During the late 19th century the house was owned by Henry Meek, who served as city clerk and later owned a publishing company. He was 54 years old in the 1900 census, and he lived here with his wife Annie, his daughter Alice, and a servant. This was apparently Henry’s second marriage, since Annie was only five years older than his 24-year-old daughter. He died later in 1900, and in 1906 Annie and Alice sold this house to Emma J. Brady.
The first photo was likely taken at some point during or shortly after the Meek family’s ownership. It was taken by Frank Cousins, a Salem native and noted photographer who used his camera to document hundreds of historic buildings in Salem and elsewhere in the northeast. The exterior of the house appears to have been well-preserved at the time, and it would have provided Cousins with a good example of colonial-era Georgian architecture.
Unlike the previous owners, Emma Brady does not appear to have lived here in this house, and instead used it as a rental property. The 1910 census shows that, at the time, it was being rented by Charles M. Proctor, a 44-year-old meat salesman who lived here with his wife Mary, their children Harrison, Charles, Arthur, Clifford, Mildred, and Gladys, and Harrison’s wife Nina. Like his father, Harrison worked as a meat salesman, while Charles was a winder at an electric works and Arthur was a farm laborer.
By the 1920 census the house had changed hands again, and at this point it was being used as a four-family home. There were a total of 11 people listed here that year, four of whom were immigrants, with three from Quebec and one from Greece. Aside from two children, all of the residents were employed, including three leather workers, two cotton mill workers, two machinists, a cook, and a rooming house keeper.
Overall, this house saw a steady decline in the prosperity of its residents, as shown by the fact that the former home of one of Salem’s most prominent captains had become a four-family apartment building. This was a common occurrence throughout Salem during this period; it had peaked in its importance as a seaport at the turn of the 19th century, when it ranked among the top ten most populous cities and towns in the country. However, Salem’s shipping industry was badly hurt by both the Embargo Act of 1807 and the War of 1812, and its merchants never fully recovered. This led to a long period of economic stagnation, and the city saw only moderate population growth during the second half of the 19th century.
From a historic preservation standpoint, though, this was not entirely a bad thing. The lack of economic or population growth led to little demand for new construction, resulting in the survival of many historic buildings. Today, one of Salem’s most visible assets is its large number of well-preserved late 18th and early 19th century homes, including the John Hodges House here on Essex Street.
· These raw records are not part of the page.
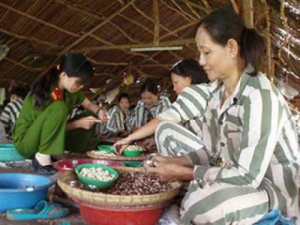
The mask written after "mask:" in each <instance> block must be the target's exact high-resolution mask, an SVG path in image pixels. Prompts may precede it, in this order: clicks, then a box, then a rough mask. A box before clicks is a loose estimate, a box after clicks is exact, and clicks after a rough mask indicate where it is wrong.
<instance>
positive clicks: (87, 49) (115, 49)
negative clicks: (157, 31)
mask: <svg viewBox="0 0 300 225" xmlns="http://www.w3.org/2000/svg"><path fill="white" fill-rule="evenodd" d="M194 43H195V39H194V38H188V39H182V40H174V41H164V42H160V43H159V44H158V45H155V47H159V46H174V45H186V44H194ZM146 47H154V45H153V44H152V43H150V44H129V45H103V46H91V47H85V48H77V49H73V51H76V52H85V51H101V50H112V49H115V50H123V49H128V50H129V49H130V48H146Z"/></svg>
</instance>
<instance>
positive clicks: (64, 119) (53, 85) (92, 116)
mask: <svg viewBox="0 0 300 225" xmlns="http://www.w3.org/2000/svg"><path fill="white" fill-rule="evenodd" d="M93 73H94V71H93V67H92V65H91V63H90V62H89V61H88V60H87V59H86V57H85V56H83V55H82V54H80V53H69V54H67V55H65V56H64V57H63V58H62V59H61V61H60V63H59V64H58V65H57V67H55V68H53V69H51V70H50V71H49V72H48V73H47V74H46V75H44V76H42V77H41V78H40V79H39V80H38V81H37V82H36V83H34V84H33V86H32V87H31V90H30V93H29V94H28V95H27V97H26V98H25V100H24V104H23V107H22V110H21V112H20V115H19V118H18V120H17V122H16V124H15V126H14V131H13V142H14V145H15V147H16V148H17V150H18V151H19V153H20V154H21V155H22V156H24V157H25V158H32V159H33V167H34V169H35V170H36V171H38V172H40V173H44V174H53V173H55V172H56V171H55V169H54V168H53V166H52V161H51V155H60V154H63V151H64V147H65V133H66V131H69V130H73V129H77V128H83V129H90V128H91V127H92V126H93V125H94V124H95V123H100V122H106V121H107V112H106V111H105V110H103V109H101V108H100V107H99V106H97V105H95V104H93V103H91V101H90V100H89V99H87V98H86V97H85V96H84V95H83V93H82V92H81V90H82V89H83V87H84V85H85V84H87V82H88V81H90V80H91V78H92V76H93ZM77 104H81V105H82V106H83V107H84V108H85V109H88V110H89V111H91V112H93V113H94V115H95V116H96V117H97V118H95V117H93V116H90V117H83V118H80V119H78V120H75V121H72V122H69V123H67V117H68V114H69V113H70V111H71V110H72V109H73V107H74V106H75V105H77ZM75 141H76V140H75Z"/></svg>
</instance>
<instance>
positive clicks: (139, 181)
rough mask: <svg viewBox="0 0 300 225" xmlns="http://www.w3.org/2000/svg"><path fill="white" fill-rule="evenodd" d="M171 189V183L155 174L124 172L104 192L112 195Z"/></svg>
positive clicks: (143, 193) (155, 191)
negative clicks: (112, 194) (112, 185)
mask: <svg viewBox="0 0 300 225" xmlns="http://www.w3.org/2000/svg"><path fill="white" fill-rule="evenodd" d="M171 189H172V186H171V184H170V183H169V182H168V181H166V180H163V179H161V178H159V177H158V176H157V175H155V174H150V173H141V172H124V173H122V174H120V175H119V179H118V181H117V182H116V184H115V185H114V186H113V187H111V188H110V189H108V190H106V191H105V193H108V194H113V195H150V194H156V193H161V192H166V191H169V190H171Z"/></svg>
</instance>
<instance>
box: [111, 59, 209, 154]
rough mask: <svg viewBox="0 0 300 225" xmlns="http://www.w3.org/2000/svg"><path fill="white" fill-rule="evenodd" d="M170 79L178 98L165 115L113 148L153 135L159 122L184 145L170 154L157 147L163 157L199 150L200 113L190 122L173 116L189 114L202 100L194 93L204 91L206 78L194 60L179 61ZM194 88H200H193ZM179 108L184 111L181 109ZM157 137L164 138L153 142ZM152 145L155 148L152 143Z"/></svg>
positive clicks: (147, 124)
mask: <svg viewBox="0 0 300 225" xmlns="http://www.w3.org/2000/svg"><path fill="white" fill-rule="evenodd" d="M170 75H171V80H172V83H173V89H174V91H175V92H176V94H177V95H179V96H178V98H177V100H176V101H175V102H174V103H173V104H172V106H171V107H170V108H169V109H167V110H166V111H165V112H164V113H162V114H159V115H158V116H157V117H156V118H154V119H153V120H151V121H150V122H149V123H147V124H146V125H144V126H143V127H141V128H140V129H139V130H137V131H136V132H134V133H132V134H131V135H129V136H128V137H127V138H125V139H123V140H121V141H119V142H117V143H116V144H115V146H116V147H117V148H119V147H121V146H122V145H128V144H130V143H131V142H133V141H135V140H139V139H141V138H145V137H147V136H149V135H152V134H154V132H155V130H156V128H157V126H158V125H159V123H160V122H161V121H169V122H170V121H172V122H173V123H172V124H170V123H168V125H167V126H168V127H170V126H172V132H176V133H174V136H177V137H184V141H183V142H182V144H183V145H184V147H183V148H178V147H176V148H174V149H172V151H169V152H167V150H166V149H165V148H164V146H160V145H158V146H157V147H158V151H159V152H160V153H163V154H164V155H170V154H171V155H182V154H185V153H187V152H190V151H195V150H198V149H199V148H200V147H201V146H202V145H200V143H201V139H200V138H202V136H203V135H202V129H203V128H202V127H203V122H202V114H201V113H200V112H199V110H194V111H193V112H195V115H194V116H191V117H190V118H188V117H187V116H185V117H177V116H176V115H175V114H176V112H177V111H181V110H188V108H189V107H190V105H191V104H196V102H197V101H199V100H202V97H199V96H198V95H199V94H195V93H196V92H197V90H202V89H203V88H205V85H206V84H201V83H207V81H208V79H207V76H206V74H205V72H204V70H203V68H202V67H201V66H200V65H199V63H198V62H197V61H196V60H194V59H184V60H181V61H179V62H178V63H176V64H175V65H174V66H173V68H172V69H171V71H170ZM196 84H201V85H199V86H198V85H197V86H196ZM204 93H205V92H204ZM187 96H190V97H191V98H192V99H187ZM183 104H187V105H183ZM198 104H201V103H198ZM181 107H183V108H182V109H181ZM174 115H175V116H174ZM163 129H164V128H163ZM158 137H159V138H163V135H160V132H159V135H156V138H158ZM165 141H168V140H165ZM151 144H152V145H153V144H155V141H154V143H151Z"/></svg>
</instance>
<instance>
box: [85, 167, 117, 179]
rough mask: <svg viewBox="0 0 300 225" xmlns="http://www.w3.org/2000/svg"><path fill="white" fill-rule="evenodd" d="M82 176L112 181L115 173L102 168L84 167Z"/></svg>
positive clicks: (113, 178) (91, 178) (86, 177)
mask: <svg viewBox="0 0 300 225" xmlns="http://www.w3.org/2000/svg"><path fill="white" fill-rule="evenodd" d="M79 174H80V175H81V176H83V177H86V178H90V179H94V180H101V181H110V180H113V179H114V178H115V175H114V174H112V173H110V172H109V171H107V170H104V169H102V168H83V169H81V170H80V173H79Z"/></svg>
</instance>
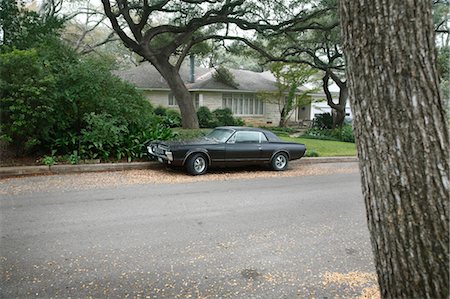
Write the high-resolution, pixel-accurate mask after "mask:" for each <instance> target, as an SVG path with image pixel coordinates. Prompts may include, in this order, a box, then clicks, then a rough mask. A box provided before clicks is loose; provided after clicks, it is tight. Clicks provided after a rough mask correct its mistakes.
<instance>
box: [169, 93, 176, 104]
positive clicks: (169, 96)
mask: <svg viewBox="0 0 450 299" xmlns="http://www.w3.org/2000/svg"><path fill="white" fill-rule="evenodd" d="M168 104H169V106H176V105H177V101H176V100H175V96H174V95H173V93H171V92H169V102H168Z"/></svg>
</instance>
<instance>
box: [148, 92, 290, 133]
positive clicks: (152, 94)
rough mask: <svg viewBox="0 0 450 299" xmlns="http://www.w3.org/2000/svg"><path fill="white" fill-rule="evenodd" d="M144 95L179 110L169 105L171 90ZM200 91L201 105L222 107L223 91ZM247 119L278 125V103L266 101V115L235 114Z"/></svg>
mask: <svg viewBox="0 0 450 299" xmlns="http://www.w3.org/2000/svg"><path fill="white" fill-rule="evenodd" d="M143 93H144V96H145V97H146V98H147V99H148V100H149V101H150V102H151V103H152V105H153V106H154V107H158V106H162V107H166V108H172V109H175V110H178V111H179V108H178V106H177V105H175V106H169V105H168V104H169V100H168V96H169V91H164V90H162V91H158V90H144V91H143ZM196 93H199V104H200V106H205V107H208V108H209V109H210V110H211V111H214V110H216V109H222V108H223V107H222V92H214V91H211V92H208V91H206V92H196ZM235 117H239V118H241V119H243V120H244V121H245V123H246V124H247V125H253V126H278V124H279V122H280V111H279V108H278V105H276V104H271V103H264V115H255V116H250V115H245V116H242V115H235ZM290 120H292V121H295V120H296V115H295V113H294V114H293V115H292V117H291V119H290Z"/></svg>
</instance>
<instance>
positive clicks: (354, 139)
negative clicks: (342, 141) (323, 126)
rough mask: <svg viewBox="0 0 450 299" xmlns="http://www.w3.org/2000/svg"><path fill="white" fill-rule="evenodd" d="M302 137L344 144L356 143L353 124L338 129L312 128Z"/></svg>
mask: <svg viewBox="0 0 450 299" xmlns="http://www.w3.org/2000/svg"><path fill="white" fill-rule="evenodd" d="M302 137H304V138H311V139H321V140H334V141H343V142H353V143H354V142H355V136H354V134H353V127H352V125H351V124H345V125H344V126H342V127H341V128H336V129H318V128H311V129H309V130H307V131H306V132H305V133H304V134H303V135H302Z"/></svg>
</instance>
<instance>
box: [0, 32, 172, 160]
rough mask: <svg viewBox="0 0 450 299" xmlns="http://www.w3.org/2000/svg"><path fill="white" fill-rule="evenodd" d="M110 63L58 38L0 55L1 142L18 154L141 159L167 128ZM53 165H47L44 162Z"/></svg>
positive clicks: (168, 129) (84, 157)
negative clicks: (28, 47)
mask: <svg viewBox="0 0 450 299" xmlns="http://www.w3.org/2000/svg"><path fill="white" fill-rule="evenodd" d="M110 65H112V63H111V62H110V61H105V60H104V59H96V58H92V57H80V56H79V55H78V54H76V53H75V52H74V51H72V50H71V49H70V48H68V47H67V46H65V45H63V44H62V43H61V42H60V41H59V40H58V39H56V38H49V39H47V41H45V42H43V43H42V44H40V45H38V46H35V47H33V48H29V49H25V50H11V51H9V52H6V53H3V54H0V95H1V97H0V110H1V119H2V122H1V126H0V138H1V139H2V140H3V141H6V142H7V143H9V145H10V148H11V149H12V150H14V152H15V153H16V155H17V156H26V155H44V154H47V155H50V157H53V156H67V157H71V158H68V159H69V160H70V161H71V162H74V161H77V160H80V159H97V158H100V159H101V160H116V159H123V158H127V159H128V160H132V159H136V158H140V157H142V155H143V152H144V144H145V142H146V141H147V140H149V139H167V138H173V137H174V134H173V133H172V131H171V130H170V129H169V128H168V127H169V125H167V124H166V123H164V122H162V121H161V118H160V117H159V116H156V115H155V113H154V111H153V107H152V106H151V104H150V103H149V101H148V100H146V99H145V98H144V97H143V96H142V94H141V93H140V92H139V91H137V90H136V89H135V88H134V87H133V86H131V85H130V84H128V83H125V82H123V81H121V80H120V79H119V78H117V77H115V76H113V75H112V74H111V68H110ZM47 160H51V159H47Z"/></svg>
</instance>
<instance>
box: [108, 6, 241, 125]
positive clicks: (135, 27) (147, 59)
mask: <svg viewBox="0 0 450 299" xmlns="http://www.w3.org/2000/svg"><path fill="white" fill-rule="evenodd" d="M102 3H103V7H104V10H105V13H106V15H107V16H108V18H109V20H110V21H111V24H112V27H113V28H114V30H115V31H116V33H117V34H118V35H119V37H120V38H121V39H122V41H123V42H124V44H125V45H126V46H127V47H128V48H130V49H131V50H132V51H134V52H135V53H137V54H139V55H140V56H142V57H143V58H144V59H145V60H147V61H149V62H150V63H151V64H152V65H153V66H154V67H155V68H156V69H157V70H158V71H159V73H160V74H161V76H162V77H163V78H164V79H165V80H166V82H167V84H168V85H169V87H170V89H171V90H172V92H173V94H174V96H175V98H176V100H177V103H178V106H179V108H180V111H181V116H182V125H183V127H184V128H198V119H197V115H196V112H195V108H194V104H193V102H192V99H191V95H190V93H189V91H188V89H187V88H186V86H185V85H184V82H183V80H182V79H181V77H180V74H179V69H180V67H181V64H182V62H183V60H184V58H185V57H186V55H188V54H189V51H190V49H191V48H192V47H193V46H194V45H195V44H197V43H200V42H202V41H204V40H206V39H208V38H207V37H205V35H208V32H207V31H211V30H214V28H211V27H212V25H214V24H217V23H222V24H225V23H228V22H236V20H240V18H239V17H240V16H241V15H242V14H245V13H246V11H247V10H248V8H244V7H246V6H245V5H244V1H242V0H235V1H224V2H221V1H220V2H219V1H201V0H195V1H194V0H176V1H173V0H172V1H171V0H162V1H148V0H144V1H127V0H117V1H115V2H112V1H110V0H102ZM121 20H124V21H125V22H126V26H122V25H121V24H120V21H121ZM174 59H175V63H173V60H174Z"/></svg>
Although it has undergone many changes in ownership and use over the past quarter of a millennium, it stands as a reminder of the city’s historic maritime past, with few significant differences from its appearance more than a century ago when the first photo was taken. It is now one of the contributing properties in the Salem Common Historic District, which was added to the National Register of Historic Places in 1976.